Share

Bab 7

Author: Viona
Lyra bergegas kembali ke Istana Langit Emas dan melihat bahwa Kaisar sudah tidak ada di sana.

Kasim yang berjaga memberi tahu dia bahwa Ibu Suri terserang flu dan Kaisar pergi ke Istana Krisan Putih untuk menjenguknya.

Lyra diam-diam bersyukur dalam hatinya.

Setelah mencoba bersembunyi dari Kaisar beberapa kali, dia akhirnya berhasil hari ini. Apa Dewa Pohon Kesemek yang membantunya?

Dia berharap Dewa Pohon Kesemek dapat melindungi dirinya dan semuanya dapat berjalan lancar sampai waktunya dia meninggalkan istana.

Di Istana Krisan Putih, Ibu Suri sedang bersandar di dipan dan berbicara dengan Kaisar.

"Aku cuma masuk angin karena berdiri di koridor untuk melihat salju. Aku hanya perlu minum segelas air jahe. Yang Mulia nggak perlu repot-repot datang ke sini di tengah lebatnya salju. Kalau Yang Mulia masuk angin, urusan pemerintahan bisa terhambat."

Kaisar memegang gelas obat di satu tangan dan mengaduknya perlahan dengan sendok di tangan lainnya, lalu berkata, "Jangan khawatir, Ibunda, aku nggak akan mudah jatuh sakit. Bahkan kalaupun aku sakit, masih ada Dewan Menteri dan pejabat yang akan membantuku mengurus pemerintahan."

Sorot mata Ibu Suri tampak berbinar, lalu dia berdeham dua kali dan berkata, "Ngomong-ngomong soal pejabat, kudengar Tuan Roni pergi ke Istana Langit Emas larut malam. Apa ada sesuatu yang penting?"

Kaisar menyipitkan matanya dan menyerahkan gelas obat di tangannya, "Sudah nggak panas, silakan Ibunda minum obatnya."

Ibu Suri mengambil obat itu dan meminumnya sampai habis.

Kaisar segera mengambil manisan buah dari kotak permen yang dibawa oleh dayang istana dan memasukkannya ke mulutnya.

Dia memakan manisan buah itu, tetapi tidak bisa membedakan apakah itu pahit atau manis.

Setelah Kaisar naik tahta, para selir yang memiliki putra dikirim untuk menjaga makam kaisar terdahulu.

Sementara Selir Teri, yang telah membunuh ibu kandung Kaisar, dikubur hidup-hidup bersama mendiang kaisar.

Hanya dia, Permaisuri dari kaisar terdahulu yang telah membesarkan Alvaren dan saudara kembarnya, yang kini mendapat penghormatan oleh Kaisar Alvaren seperti ibunya sendiri.

Semua orang mengatakan bahwa Kaisar sangat berbakti karena mampu melakukan hal itu.

Tapi hanya dia yang tahu dalam hatinya bahwa rasa hormat Kaisar kepadanya hanyalah sebuah akting semata.

Kabarnya, keluarga kerajaan itu kejam dan tidak setia.
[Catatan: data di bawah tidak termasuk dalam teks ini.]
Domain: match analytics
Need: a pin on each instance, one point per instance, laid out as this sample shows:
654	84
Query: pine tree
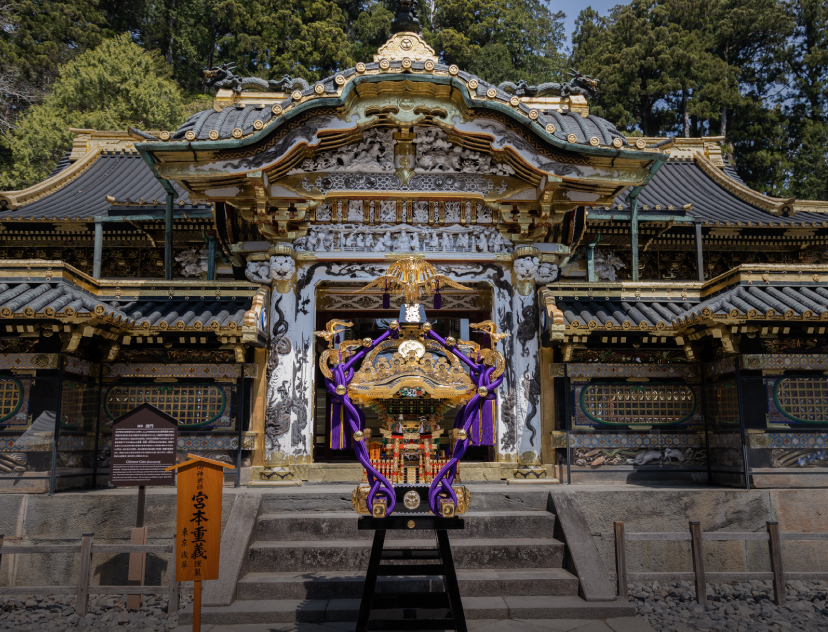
500	39
111	87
Tapi Kaisar yang sudah membunuh orang tak terhitung jumlahnya untuk naik tahta ini, bukan hanya kejam, tetapi juga tidak berperasaan.

"Wanita di istana tidak diizinkan ikut campur dalam urusan politik. Aku sudah bicara terlalu banyak." Ibu Suri mengambil inisiatif untuk mengakui kesalahannya.

"Nggak kok. Ibunda hanya sedang khawatirkan aku." Kaisar berdiri dan lanjut berkata, "Setelah minum obatnya, Ibunda bisa istirahat. Aku akan datang menemui Ibunda lagi nanti malam."

Ibu Suri berkata, "Lakukan saja urusanmu. Kalau Yang Mulia sibuk, nggak perlu memaksakan untuk datang."

Kaisar tidak berkomentar apa pun, dia membungkuk sedikit, berbalik dan melangkah pergi.

Para dayang di ruangan itu begitu takut hingga mereka menahan napas.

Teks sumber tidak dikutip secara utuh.